ANÉCDOTAS PUEBLERINAS

Un PV local conocido por sus artículos  en  medios  de difusión y su repercusión como escritor, crítico de cine, comentarista político y que nunca lo habían reconocido por su labor, ni entregado una medalla, una placa, un diploma, por lo que decide urdir un plan para lograrlo. Adelgaza bastante, se tiñe el pelo de gris y se pinta unas ojeras que lo hacen parecer cerca del arpa. Consultado por un periodista amigo, le dice que padece una enfermedad terminal.

A partir de los titulares del diario local del día siguiente, donde dan a conocer que al artista se le acaba el cuento y que es cuestión de días el desenlace fatal, lo comienzan a convocar a todas las actividades festivas y culturales; le dan un lugar permanente en el palco oficial junto al intendente, lo llenan de medallas, copas, diplomas y logra todo el reconocimiento que esperaba tener.

El galardonado se hace pasear por los distintos actos en una silla de ruedas ante el aplauso generalizado y emotivo de los presentes.
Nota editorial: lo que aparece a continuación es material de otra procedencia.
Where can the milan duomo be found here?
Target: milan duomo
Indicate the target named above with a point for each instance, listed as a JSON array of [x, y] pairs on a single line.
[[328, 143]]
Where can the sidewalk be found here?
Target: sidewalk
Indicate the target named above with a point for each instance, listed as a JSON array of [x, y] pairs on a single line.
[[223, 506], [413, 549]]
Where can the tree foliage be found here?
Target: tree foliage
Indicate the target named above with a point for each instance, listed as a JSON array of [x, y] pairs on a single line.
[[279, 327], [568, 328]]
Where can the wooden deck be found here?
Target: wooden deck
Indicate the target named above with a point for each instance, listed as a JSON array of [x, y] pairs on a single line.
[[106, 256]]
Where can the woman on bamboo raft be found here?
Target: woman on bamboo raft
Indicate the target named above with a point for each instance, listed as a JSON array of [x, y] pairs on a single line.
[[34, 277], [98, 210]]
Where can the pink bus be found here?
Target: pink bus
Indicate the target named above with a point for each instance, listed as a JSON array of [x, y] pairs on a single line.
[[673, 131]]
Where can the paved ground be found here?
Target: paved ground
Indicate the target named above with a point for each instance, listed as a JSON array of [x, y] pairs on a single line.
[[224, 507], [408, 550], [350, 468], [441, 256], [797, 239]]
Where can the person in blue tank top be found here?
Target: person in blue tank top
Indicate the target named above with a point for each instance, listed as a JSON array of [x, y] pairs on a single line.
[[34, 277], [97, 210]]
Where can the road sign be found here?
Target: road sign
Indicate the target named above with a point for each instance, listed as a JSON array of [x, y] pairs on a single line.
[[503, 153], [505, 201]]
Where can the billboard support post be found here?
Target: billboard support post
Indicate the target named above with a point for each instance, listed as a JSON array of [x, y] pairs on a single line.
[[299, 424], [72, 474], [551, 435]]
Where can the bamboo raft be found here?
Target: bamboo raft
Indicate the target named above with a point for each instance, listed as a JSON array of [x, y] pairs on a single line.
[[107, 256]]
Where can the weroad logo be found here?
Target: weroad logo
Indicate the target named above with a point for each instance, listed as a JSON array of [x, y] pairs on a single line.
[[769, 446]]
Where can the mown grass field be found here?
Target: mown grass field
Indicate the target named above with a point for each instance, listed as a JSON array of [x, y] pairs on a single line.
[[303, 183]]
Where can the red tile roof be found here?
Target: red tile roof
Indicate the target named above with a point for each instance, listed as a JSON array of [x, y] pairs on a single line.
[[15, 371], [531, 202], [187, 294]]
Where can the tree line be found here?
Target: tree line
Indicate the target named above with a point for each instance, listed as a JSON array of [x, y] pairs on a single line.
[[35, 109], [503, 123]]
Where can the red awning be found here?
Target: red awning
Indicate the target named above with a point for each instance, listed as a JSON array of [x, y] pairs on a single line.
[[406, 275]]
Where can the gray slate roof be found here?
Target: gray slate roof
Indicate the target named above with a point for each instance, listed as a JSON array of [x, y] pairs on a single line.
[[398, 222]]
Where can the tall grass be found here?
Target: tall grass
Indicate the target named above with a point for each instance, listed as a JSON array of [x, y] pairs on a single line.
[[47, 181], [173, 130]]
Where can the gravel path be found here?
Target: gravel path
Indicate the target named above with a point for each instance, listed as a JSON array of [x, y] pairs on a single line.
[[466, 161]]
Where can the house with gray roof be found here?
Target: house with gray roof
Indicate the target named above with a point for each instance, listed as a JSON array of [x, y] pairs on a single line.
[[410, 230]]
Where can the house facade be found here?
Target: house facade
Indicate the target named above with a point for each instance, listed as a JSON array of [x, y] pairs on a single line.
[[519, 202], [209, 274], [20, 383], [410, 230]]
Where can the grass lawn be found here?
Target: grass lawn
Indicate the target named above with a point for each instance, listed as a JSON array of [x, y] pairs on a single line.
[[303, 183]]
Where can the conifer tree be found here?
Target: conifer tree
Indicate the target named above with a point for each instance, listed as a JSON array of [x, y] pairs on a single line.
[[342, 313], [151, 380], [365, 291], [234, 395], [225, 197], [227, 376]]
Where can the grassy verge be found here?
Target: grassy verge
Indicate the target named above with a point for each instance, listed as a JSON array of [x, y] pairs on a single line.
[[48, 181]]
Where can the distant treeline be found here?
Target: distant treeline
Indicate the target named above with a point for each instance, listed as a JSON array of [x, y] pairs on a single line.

Un cantor popular le escribe y graba una sentida canción, con la cual se cansa de vender CDs en el pago y por, las dudas, lo nombran ciudadano ilustre.

Al tiempo, el mismo periodista que había difundido la triste noticia y que junto con el resto de ciudadanos estaban alertas, esperando el triste final -para el cual más de uno ya tenía escritas unas palabras de despedida en el cementerio al son de la banda de música- lo encuentra por la calle y nota que tiente un aspecto normal, saludable

–¿Y..? -le pregunta.

–¿Y qué..? -contesta secamente el interrogado.

–¿No estabas a punto de morirte vos?

–Ah sí, ¿viste? pero me hicieron nuevos análisis... y resulta que se trataba de una simple gripe…

La indignación ciudadana fue tal al sentirse engañada y saber de que el futuro difunto no concurriría a su velorio, que desde ese momento decidieron condenarlo al ostracismo. No más publicaciones, halagos, ni homenajes.

Años más tarde, este ciudadano fallece de muerte natural, pero pocos se enteran, la mayoría lo seguía ignorando de una manera atroz, a muerte. Murmuran algunos en secreto, que el muerto –luego de ser encajonado por una pompa fúnebre de un pueblo vecino– quedó abandonado en su habitación y nadie entró jamás a ella ni, por supuesto, le dieron sepultura.

También cuentan que unas manos anónimas y solidarias le habrían hecho un par de agujeros al costado del cajón, suponiendo que quizás, como ya habría resucitado una vez, podría hacerlo nuevamente, sacar sus manos, agarrar las manijas y llevarse solo al cementerio.